Some historians believe that the Emancipation Proclamation never freed a single slave and that it was a political ploy to garner support for the war by rebranding it as a moral fight. Information found in the National Archives seems to support their argument.

According to the article entitled "Emancipation Proclamation, 1863":

"Although the Emancipation Proclamation did not immediately free a single slave, it captured the hearts and imagination of millions of African Americans, and fundamentally transformed the character of the war from a war for the Union into a war for freedom."

The transformation was a success politically but in reality the "emancipated" slaves were labeled as "contraband".  Their fate was not freedom but rather a new type of slavery through exploitation.

Information found in a paper entitled "Civil War in the Delta: Environment, Race and the 1863 Helena Campaign" states:

"By early June 1861, all of the companies raised in Helena had departed to fight elsewhere, but residents continued to feel the effects of the conflict.
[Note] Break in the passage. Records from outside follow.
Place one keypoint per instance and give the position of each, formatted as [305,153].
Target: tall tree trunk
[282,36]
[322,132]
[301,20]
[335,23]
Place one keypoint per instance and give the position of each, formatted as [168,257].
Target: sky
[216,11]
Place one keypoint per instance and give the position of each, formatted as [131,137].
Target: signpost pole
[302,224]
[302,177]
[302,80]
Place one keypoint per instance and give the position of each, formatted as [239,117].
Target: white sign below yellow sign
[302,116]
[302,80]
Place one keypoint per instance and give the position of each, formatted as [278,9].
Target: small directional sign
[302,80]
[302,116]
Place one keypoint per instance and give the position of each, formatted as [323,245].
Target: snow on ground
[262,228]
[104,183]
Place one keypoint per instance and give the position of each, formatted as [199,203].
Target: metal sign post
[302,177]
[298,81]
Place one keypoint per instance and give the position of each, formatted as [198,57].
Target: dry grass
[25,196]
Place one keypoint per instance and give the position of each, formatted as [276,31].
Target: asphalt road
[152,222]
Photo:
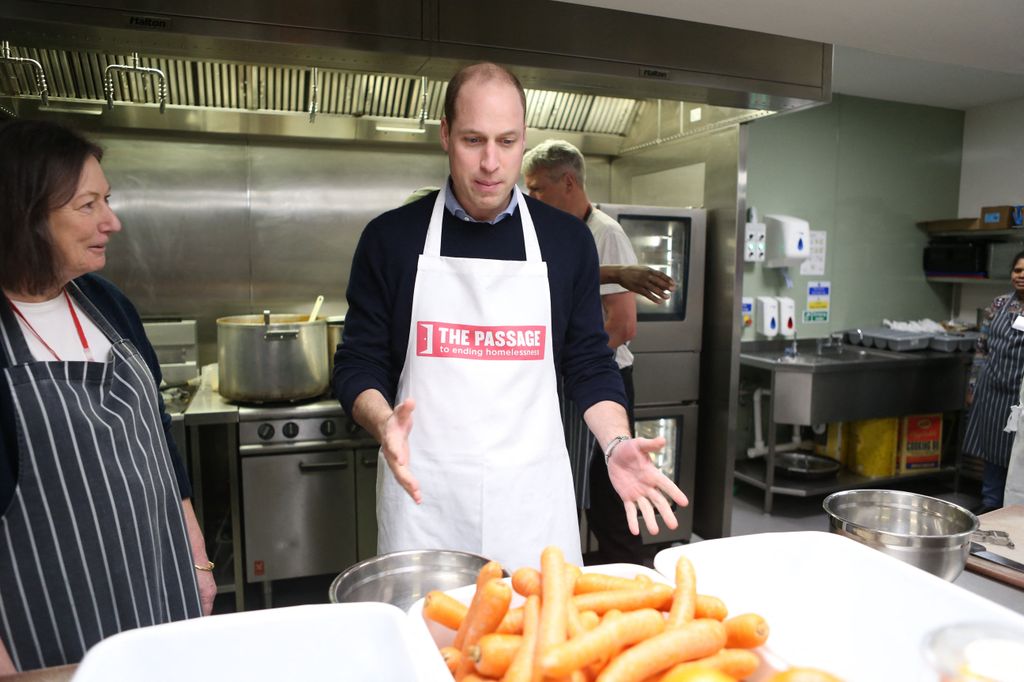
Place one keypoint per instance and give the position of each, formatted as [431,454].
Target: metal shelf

In the war’s opening year, slaves, civilians, and rebel soldiers moved in and out of Phillips County, while white residents suffered from crippling inflation, cash and manpower shortages, the collapse of credit, and eventually, draconian Confederate impressment and conscription. Nature also wreaked havoc on the county’s citizens.8 A hog cholera epizootic reduced its swine population, a drought diminished its corn crop, and the “great [Mississippi] flood of 1862” inundated its buildings and fields. All of these trials paled in comparison to those spurred by the Union invasion of the county on July 12, 1862. On that day, the van of General Samuel R. Curtis’s Army of the Southwest trotted into Helena, and over next three days, some 20,000 federal troops overwhelmed Phillips County. The soldiers appropriated buildings, confiscated crops and livestock, ransacked homes, and emancipated more than 2,000 slaves, most of whom ran to Union lines to secure their freedom. Many of these refugees, labeled “contrabands” by the soldiers, tragically found that freedom did not live up to its promise. They lived in dilapidated camps on the outskirts of town, worked various jobs for wages that most never received, and died in droves due to hunger and disease."